A Phase I Study of Infusion of HER-2/Neu Specific T Cells in Patients With Advanced Stage HER-2/Neu Expressing Cancers Who Have Received a HER-2/Neu Vaccine


PRIMARY OBJECTIVES:

I. To assess the feasibility of expanding HER2 specific T cells ex vivo for infusion into
subjects who have advanced HER2 overexpressing cancer.

II. To assess the toxicity associated with infusing autologous HER2 specific T cells into
patients using either a single dose of cyclophosphamide or ONTAK (denileukin diftitox) prior
to T cell infusion.

SECONDARY OBJECTIVES:

I. To investigate to what extent HER2 specific T cell immunity can be boosted in individuals
treated with a single dose of cyclophosphamide of ONTAK followed by infusion of autologous
HER2 specific T cells.

II. To investigate the potential anti-tumor effects of HER2 specific T cells in patients
with HER2 overexpressing advanced-stage cancers.

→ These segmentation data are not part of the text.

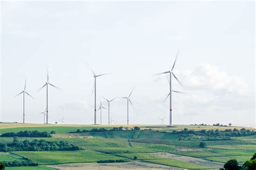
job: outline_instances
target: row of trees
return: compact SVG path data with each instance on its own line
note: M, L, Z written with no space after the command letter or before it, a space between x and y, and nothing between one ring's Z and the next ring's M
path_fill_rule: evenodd
M14 139L12 143L0 144L0 152L76 151L81 149L78 146L62 140L49 141L42 139L33 139L32 141L25 140L19 141Z
M246 130L245 128L242 128L240 130L235 128L233 130L225 129L225 130L219 130L219 129L216 129L215 130L206 130L204 129L200 131L194 131L185 128L181 131L173 130L172 133L183 134L192 134L198 136L219 136L221 137L256 135L256 131Z
M224 168L221 169L225 170L255 170L256 169L256 153L251 158L246 161L242 166L240 166L236 159L231 159L224 165Z
M125 130L127 130L128 129L125 128ZM131 130L139 130L140 129L140 128L138 126L134 126L133 128L131 128ZM119 128L117 127L114 127L112 129L106 129L105 128L99 128L99 129L97 129L97 128L93 128L92 130L87 130L86 129L84 130L80 130L78 129L75 132L70 132L69 133L83 133L83 132L105 132L105 131L123 131L124 130L124 128L123 126L120 126Z
M55 133L55 131L51 131L50 134ZM17 133L9 132L2 134L0 137L14 137L17 136L19 137L43 137L43 138L49 138L51 137L51 134L48 132L39 132L37 130L30 131L25 130L24 131L19 131Z

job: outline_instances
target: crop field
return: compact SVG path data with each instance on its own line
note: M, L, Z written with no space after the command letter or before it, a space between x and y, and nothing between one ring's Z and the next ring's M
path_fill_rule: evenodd
M6 168L22 170L55 169L53 168L58 168L58 167L63 169L68 169L69 167L70 169L76 169L77 167L73 165L80 165L80 169L84 168L87 169L88 167L97 169L97 167L103 168L104 167L102 164L96 163L97 161L110 160L127 160L130 162L104 163L106 169L108 169L107 167L109 169L132 167L147 169L166 167L173 168L218 169L222 167L224 162L231 159L236 159L240 164L242 164L256 153L255 135L232 137L227 140L203 140L206 146L201 148L199 147L199 144L202 140L198 139L181 140L183 139L180 139L180 134L171 133L174 129L179 130L182 128L201 130L205 129L203 129L204 128L205 130L209 130L233 127L177 125L174 128L167 128L161 125L140 125L138 126L140 127L140 130L137 131L91 131L69 133L76 132L78 129L91 130L101 128L112 129L114 126L120 126L0 123L0 134L25 130L45 131L49 132L55 131L56 133L51 134L51 138L18 137L18 143L25 140L44 139L48 141L63 141L80 148L79 150L76 151L14 150L10 152L0 152L0 162L31 160L39 164L37 167ZM126 125L123 126L127 127ZM129 125L127 127L131 128L134 126ZM13 137L0 137L0 144L13 143ZM134 156L137 157L136 160L134 159ZM51 165L52 168L44 166L45 165Z

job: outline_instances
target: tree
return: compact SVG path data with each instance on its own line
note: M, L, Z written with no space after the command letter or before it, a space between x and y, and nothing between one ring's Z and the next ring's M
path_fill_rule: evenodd
M0 162L0 169L3 170L5 169L5 166L4 163Z
M203 141L201 141L199 144L200 147L206 147L207 145L206 143Z
M226 170L237 170L241 169L241 167L236 159L231 159L225 164L224 168Z
M19 137L17 136L15 136L14 137L14 143L19 141Z

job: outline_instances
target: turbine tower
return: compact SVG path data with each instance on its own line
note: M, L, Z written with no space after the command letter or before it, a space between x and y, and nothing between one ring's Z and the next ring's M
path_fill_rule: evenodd
M45 115L46 114L46 109L44 112L41 112L39 114L44 114L44 124L45 124Z
M99 75L96 75L92 69L90 67L89 65L87 63L88 65L88 67L89 67L90 69L91 69L91 71L92 72L92 74L93 74L93 77L94 77L94 85L93 85L93 88L92 88L92 94L93 93L93 89L94 89L94 124L96 125L97 124L97 116L96 116L96 78L97 77L101 76L102 75L104 75L106 74L99 74Z
M100 100L100 99L99 100L99 102L100 103L100 105L99 106L99 109L98 109L98 110L97 111L98 112L98 111L99 111L99 110L100 110L100 125L102 125L102 109L107 109L107 108L105 108L104 107L103 107L102 106L102 101Z
M110 102L111 102L112 101L113 101L114 100L115 100L116 98L117 98L117 97L115 97L114 98L113 98L112 100L109 101L107 99L106 99L106 98L104 97L103 97L104 99L105 99L107 102L107 104L109 104L109 108L108 108L108 110L109 110L109 125L110 125Z
M165 119L165 117L164 117L164 118L160 118L160 119L161 121L162 121L162 125L164 124L164 119Z
M58 87L57 87L54 86L53 84L49 83L49 76L48 70L47 70L47 82L46 82L45 84L44 84L44 85L43 86L43 87L41 87L40 88L40 89L39 89L39 90L40 91L45 86L46 86L46 124L49 123L49 111L48 111L48 85L50 84L50 86L52 86L53 87L59 90L59 88Z
M172 92L175 92L175 93L183 93L183 92L181 91L175 91L175 90L172 90L172 75L173 76L173 77L176 79L176 80L178 81L178 82L179 83L179 84L184 89L184 87L183 85L181 84L180 81L178 79L178 78L176 77L176 76L174 75L173 72L172 72L173 70L173 68L174 67L175 63L176 63L176 61L178 58L178 56L179 55L179 51L178 51L177 55L176 55L176 58L175 58L175 61L173 63L173 66L172 66L172 69L171 70L165 72L164 73L161 73L159 74L158 74L157 75L161 75L161 74L170 74L170 81L169 81L169 84L170 84L170 93L168 94L167 97L165 99L165 101L167 100L168 97L170 96L170 123L169 123L169 125L171 126L173 126L172 124Z
M127 99L127 125L129 125L129 102L131 103L132 105L132 107L134 108L133 104L132 104L132 102L130 100L130 97L132 95L132 92L133 91L134 88L132 89L132 91L130 93L130 95L128 96L128 97L121 97L122 98L126 98Z
M26 79L25 80L25 86L24 87L24 90L15 96L15 97L18 96L20 94L23 94L23 123L25 123L25 94L26 94L30 96L31 97L34 98L31 95L28 94L26 91Z

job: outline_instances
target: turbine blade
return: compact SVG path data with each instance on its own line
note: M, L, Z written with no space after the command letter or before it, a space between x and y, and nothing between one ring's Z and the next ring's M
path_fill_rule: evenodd
M163 73L156 74L155 75L161 75L161 74L166 74L166 73L170 73L169 72L163 72Z
M92 94L93 93L94 87L95 86L95 82L93 83L93 87L92 87L92 94L91 94L91 96L92 96Z
M178 80L178 78L175 76L175 75L173 74L173 73L172 72L172 75L173 75L173 76L174 77L175 79L176 79L177 81L178 81L178 82L179 82L179 84L182 87L182 88L183 88L183 89L185 89L184 86L182 84L182 83L179 81L179 80Z
M133 109L134 109L134 107L133 106L133 104L132 104L132 101L131 101L131 100L130 100L130 98L128 98L128 100L129 101L130 103L131 103L131 104L132 105L132 107L133 107Z
M184 92L179 91L176 91L176 90L172 90L172 91L173 91L173 92L175 92L175 93L185 93Z
M107 75L107 74L111 74L111 73L107 73L107 74L100 74L100 75L96 75L96 77L99 77L99 76L101 76L102 75Z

III. To evaluate how long tumor antigen specific T cell immune augmentation persists in vivo
after a single dose of cyclophosphamide or ONTAK followed by infusion of autologous HER2
specific T cells.

OUTLINE: This is a dose-escalation study of ex vivo-expanded HER2-specific T cells. Patients
are assigned to 1 of 2 treatment groups.

GROUP A: Patients receive low-dose cyclophosphamide intravenously (IV) on day -1 and 3
escalating doses of autologous ex vivo-expanded HER2-specific T cells IV over 30 minutes on
days 1, 10, and 20.

GROUP B: Patients receive ONTAK (denileukin diftitox) IV over 1 hour on day -1 and 3
escalating doses of autologous ex vivo-expanded HER2-specific T cells IV over 30 minutes on
days 1, 10, and 20.

After completion of study treatment, patients are followed periodically.


Inclusion Criteria:



- Patients with progressive HER2/neu overexpressing metastatic breast, ovarian, or
non-small cell lung cancer not considered curable by conventional therapies,
including trastuzumab

- Extra-skeletal disease that can be accurately measured >= 10 mm by standard
imaging techniques that can include but not limited to computed tomography (CT),
positron emission tomography (PET), magnetic resonance imaging (MRI)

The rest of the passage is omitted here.